From: zeez on 15 Apr 2010 13:31 Everybody should always have access to housing no matter what, even if its just a patch of land and a tee pee or shack built by hand. To do otherwise is pure evil+we might as well declare food, water and air a luxury. Imagine living in a world where you pay a 'king' to breathe.
From: Day Brown on 16 Apr 2010 20:47 zeez wrote: > Everybody should always have access to housing no matter what, even if > its just a patch of land and a tee pee or shack built by hand. To do > otherwise is pure evil+we might as well declare food, water and air a > luxury. Imagine living in a world where you pay a 'king' to breathe. Arkansas does not have a building code. My neck of Ozark woods has thousands of owner built cabins... that have been abandoned. The owners knew enuf carpenty, but didnt know how to build the land, ran out of food, and left.
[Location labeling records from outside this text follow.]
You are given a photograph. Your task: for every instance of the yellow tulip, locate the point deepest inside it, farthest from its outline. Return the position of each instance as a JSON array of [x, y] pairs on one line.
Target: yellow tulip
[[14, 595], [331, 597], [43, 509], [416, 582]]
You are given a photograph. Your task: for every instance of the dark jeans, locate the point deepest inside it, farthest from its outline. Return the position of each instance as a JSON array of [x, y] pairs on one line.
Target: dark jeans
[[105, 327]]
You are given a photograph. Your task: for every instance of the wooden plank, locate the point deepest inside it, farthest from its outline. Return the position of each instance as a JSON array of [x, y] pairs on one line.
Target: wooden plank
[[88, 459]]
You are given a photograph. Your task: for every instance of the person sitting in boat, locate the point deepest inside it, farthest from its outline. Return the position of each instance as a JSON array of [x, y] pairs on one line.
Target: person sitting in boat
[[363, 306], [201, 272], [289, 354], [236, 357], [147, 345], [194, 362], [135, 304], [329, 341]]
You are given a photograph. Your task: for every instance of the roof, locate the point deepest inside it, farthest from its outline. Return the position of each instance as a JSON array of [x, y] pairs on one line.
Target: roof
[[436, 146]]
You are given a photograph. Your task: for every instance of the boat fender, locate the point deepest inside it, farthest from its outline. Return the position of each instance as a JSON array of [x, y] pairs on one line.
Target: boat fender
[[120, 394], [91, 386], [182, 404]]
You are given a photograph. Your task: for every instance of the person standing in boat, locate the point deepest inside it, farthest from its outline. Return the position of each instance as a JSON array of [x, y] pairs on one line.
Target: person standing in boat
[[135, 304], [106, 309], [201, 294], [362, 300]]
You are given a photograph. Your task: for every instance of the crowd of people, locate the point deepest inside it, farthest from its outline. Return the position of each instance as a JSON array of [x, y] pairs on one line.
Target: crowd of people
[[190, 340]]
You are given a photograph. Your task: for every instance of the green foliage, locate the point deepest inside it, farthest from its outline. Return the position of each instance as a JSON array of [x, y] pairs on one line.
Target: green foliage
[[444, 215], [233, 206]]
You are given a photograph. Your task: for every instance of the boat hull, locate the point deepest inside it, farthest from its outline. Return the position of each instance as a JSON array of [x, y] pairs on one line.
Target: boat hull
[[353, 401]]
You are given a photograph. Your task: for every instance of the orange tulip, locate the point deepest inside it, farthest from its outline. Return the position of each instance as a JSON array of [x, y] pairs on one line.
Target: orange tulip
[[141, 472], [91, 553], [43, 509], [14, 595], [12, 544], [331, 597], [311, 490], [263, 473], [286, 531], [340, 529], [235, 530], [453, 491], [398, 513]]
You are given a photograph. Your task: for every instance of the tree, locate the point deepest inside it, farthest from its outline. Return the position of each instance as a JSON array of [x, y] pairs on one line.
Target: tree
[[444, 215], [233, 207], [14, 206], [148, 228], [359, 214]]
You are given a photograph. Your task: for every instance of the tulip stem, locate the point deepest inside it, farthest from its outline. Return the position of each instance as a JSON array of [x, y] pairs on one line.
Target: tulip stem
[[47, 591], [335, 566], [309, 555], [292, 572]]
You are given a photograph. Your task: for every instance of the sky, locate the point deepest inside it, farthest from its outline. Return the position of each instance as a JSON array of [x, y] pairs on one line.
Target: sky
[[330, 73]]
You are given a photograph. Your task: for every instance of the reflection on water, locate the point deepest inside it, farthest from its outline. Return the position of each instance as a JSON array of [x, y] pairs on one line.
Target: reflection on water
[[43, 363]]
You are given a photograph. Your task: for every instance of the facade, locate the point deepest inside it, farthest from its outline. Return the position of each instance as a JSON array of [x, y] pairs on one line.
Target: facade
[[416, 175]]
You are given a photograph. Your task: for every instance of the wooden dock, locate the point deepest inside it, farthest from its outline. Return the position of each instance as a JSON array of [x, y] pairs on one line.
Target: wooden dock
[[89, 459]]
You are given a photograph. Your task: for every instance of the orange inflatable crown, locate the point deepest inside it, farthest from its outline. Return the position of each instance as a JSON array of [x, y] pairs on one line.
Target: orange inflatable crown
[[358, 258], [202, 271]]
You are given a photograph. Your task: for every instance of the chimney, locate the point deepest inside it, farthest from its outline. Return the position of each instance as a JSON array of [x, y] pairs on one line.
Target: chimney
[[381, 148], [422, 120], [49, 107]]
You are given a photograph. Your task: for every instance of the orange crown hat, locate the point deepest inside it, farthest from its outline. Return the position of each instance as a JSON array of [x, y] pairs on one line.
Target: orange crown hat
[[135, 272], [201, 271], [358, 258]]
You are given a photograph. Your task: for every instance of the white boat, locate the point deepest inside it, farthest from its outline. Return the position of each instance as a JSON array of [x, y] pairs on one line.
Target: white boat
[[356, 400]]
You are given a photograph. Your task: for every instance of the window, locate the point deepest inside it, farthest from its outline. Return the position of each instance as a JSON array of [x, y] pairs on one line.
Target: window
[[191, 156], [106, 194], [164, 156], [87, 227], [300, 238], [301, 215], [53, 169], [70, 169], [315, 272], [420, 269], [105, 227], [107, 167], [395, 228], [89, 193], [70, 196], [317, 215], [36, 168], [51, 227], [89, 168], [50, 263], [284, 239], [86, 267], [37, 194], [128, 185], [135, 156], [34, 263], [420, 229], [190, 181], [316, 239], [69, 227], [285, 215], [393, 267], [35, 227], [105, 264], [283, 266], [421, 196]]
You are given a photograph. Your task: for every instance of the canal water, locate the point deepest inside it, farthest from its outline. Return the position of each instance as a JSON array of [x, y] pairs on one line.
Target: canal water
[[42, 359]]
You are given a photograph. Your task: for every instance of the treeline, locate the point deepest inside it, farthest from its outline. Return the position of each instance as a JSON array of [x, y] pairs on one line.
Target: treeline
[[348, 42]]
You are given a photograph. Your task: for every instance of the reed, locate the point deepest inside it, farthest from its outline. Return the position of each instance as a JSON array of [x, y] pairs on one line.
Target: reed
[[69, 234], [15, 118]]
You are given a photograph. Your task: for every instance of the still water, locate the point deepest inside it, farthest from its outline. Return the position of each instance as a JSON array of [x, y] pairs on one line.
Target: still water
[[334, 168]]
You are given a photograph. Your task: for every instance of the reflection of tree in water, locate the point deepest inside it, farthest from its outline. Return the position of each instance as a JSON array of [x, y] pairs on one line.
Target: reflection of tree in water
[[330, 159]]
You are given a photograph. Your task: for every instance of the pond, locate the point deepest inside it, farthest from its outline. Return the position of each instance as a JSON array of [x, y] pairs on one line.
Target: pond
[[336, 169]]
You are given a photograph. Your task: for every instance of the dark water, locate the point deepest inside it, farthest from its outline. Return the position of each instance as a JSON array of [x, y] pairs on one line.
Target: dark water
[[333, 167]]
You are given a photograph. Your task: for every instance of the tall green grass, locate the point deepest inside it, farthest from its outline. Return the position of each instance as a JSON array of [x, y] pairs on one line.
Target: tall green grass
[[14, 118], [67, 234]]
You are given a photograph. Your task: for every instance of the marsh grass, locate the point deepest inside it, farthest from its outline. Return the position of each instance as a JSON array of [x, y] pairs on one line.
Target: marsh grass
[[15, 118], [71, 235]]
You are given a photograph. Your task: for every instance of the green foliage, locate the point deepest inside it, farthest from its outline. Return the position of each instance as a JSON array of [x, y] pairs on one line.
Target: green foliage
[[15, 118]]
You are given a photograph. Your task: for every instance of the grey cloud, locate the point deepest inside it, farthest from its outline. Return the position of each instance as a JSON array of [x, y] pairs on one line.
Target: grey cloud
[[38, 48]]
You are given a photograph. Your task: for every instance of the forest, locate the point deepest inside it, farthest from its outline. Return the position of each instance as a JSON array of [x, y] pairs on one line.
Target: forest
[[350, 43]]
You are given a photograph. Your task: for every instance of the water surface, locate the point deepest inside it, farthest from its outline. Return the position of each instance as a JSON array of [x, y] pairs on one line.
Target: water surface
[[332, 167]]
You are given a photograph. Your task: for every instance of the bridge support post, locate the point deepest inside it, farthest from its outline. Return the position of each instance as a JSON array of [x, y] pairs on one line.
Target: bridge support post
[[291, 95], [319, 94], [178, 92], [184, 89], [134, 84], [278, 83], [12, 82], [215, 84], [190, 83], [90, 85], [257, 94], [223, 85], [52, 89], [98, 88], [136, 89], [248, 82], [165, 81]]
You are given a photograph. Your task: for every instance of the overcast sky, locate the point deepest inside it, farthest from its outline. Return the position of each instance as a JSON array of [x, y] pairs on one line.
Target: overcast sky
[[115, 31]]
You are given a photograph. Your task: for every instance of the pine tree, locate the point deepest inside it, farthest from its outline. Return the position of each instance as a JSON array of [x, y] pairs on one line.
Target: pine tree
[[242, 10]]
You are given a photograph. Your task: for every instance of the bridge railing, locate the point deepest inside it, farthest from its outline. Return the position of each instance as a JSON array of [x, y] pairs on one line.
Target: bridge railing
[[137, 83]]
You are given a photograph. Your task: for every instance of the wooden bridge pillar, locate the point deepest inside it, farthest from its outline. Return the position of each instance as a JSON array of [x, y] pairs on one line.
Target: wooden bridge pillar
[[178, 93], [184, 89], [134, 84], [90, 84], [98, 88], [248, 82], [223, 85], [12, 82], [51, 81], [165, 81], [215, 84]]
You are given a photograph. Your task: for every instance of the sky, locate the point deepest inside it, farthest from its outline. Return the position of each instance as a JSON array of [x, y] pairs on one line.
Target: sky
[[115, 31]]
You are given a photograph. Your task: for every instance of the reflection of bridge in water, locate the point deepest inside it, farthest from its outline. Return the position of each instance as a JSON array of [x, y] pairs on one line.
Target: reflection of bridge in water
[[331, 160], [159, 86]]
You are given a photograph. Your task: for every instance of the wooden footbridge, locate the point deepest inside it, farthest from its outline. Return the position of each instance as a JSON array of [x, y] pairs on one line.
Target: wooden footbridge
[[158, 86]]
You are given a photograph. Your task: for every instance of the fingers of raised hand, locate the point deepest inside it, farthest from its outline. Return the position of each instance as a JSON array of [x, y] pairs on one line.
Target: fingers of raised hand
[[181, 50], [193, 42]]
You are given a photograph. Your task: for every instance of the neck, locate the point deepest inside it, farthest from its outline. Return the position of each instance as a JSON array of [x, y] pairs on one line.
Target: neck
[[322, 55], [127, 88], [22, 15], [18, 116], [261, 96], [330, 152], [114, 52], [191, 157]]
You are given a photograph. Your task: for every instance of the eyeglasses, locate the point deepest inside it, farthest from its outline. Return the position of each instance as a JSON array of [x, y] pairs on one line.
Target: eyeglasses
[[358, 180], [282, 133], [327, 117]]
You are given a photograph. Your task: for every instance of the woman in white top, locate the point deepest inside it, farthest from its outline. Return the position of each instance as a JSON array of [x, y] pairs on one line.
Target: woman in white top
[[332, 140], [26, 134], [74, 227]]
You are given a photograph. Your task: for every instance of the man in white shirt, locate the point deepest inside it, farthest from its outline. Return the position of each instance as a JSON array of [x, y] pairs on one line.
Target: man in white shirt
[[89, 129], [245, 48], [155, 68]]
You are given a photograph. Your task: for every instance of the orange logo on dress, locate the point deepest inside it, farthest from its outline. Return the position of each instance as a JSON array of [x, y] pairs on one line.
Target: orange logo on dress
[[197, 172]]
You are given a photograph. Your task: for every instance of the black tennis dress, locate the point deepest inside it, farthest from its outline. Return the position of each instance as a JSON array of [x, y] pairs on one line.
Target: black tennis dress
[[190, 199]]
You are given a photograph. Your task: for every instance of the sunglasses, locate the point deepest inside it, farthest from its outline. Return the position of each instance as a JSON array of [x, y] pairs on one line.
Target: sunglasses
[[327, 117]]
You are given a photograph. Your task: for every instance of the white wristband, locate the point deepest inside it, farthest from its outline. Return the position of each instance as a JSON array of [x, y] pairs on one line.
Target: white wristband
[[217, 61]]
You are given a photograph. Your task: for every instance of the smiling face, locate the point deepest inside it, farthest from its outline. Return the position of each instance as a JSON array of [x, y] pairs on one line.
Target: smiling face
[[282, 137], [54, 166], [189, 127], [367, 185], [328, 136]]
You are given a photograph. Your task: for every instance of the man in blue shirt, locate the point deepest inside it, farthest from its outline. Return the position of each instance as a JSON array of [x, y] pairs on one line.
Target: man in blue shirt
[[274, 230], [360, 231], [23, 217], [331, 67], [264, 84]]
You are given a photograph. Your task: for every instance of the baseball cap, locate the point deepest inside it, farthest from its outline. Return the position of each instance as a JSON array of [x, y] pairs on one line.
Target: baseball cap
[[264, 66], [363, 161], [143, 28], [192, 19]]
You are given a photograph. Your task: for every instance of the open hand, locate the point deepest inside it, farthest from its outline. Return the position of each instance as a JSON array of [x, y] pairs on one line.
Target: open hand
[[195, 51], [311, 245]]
From: zeez on 23 Apr 2010 18:42 On Mar 8, 3:19 pm, "Rod Speed" <rod.speed....(a)gmail.com> wrote: > zeez wrote: > > For starters, outlaw real estate speculation, at least the out of control kind. > > Impossible to define, and so impossible to outlaw, my lord, master of high renown(fixed) It's very simple: hold the speculators criminally liable for their actions if they drive up housing prices to insane levels or tank the market.
From: Rod Speed on 23 Apr 2010 20:49 zeez wrote > Rod Speed <rod.speed....(a)gmail.com> wrote >> zeez wrote >>> For starters, outlaw real estate speculation, at least the out of control kind. >> Impossible to define, and so impossible to outlaw, stupid. > It's very simple: We'll see... > hold the speculators criminally liable for their actions > if they drive up housing prices to insane levels Impossible to define, or to prove, stupid. > or tank the market. Impossible to prove beyond reasonable doubt that a criminal conviction requires that it was speculators the tanked the market, stupid. Let alone one particular speculator, stupid.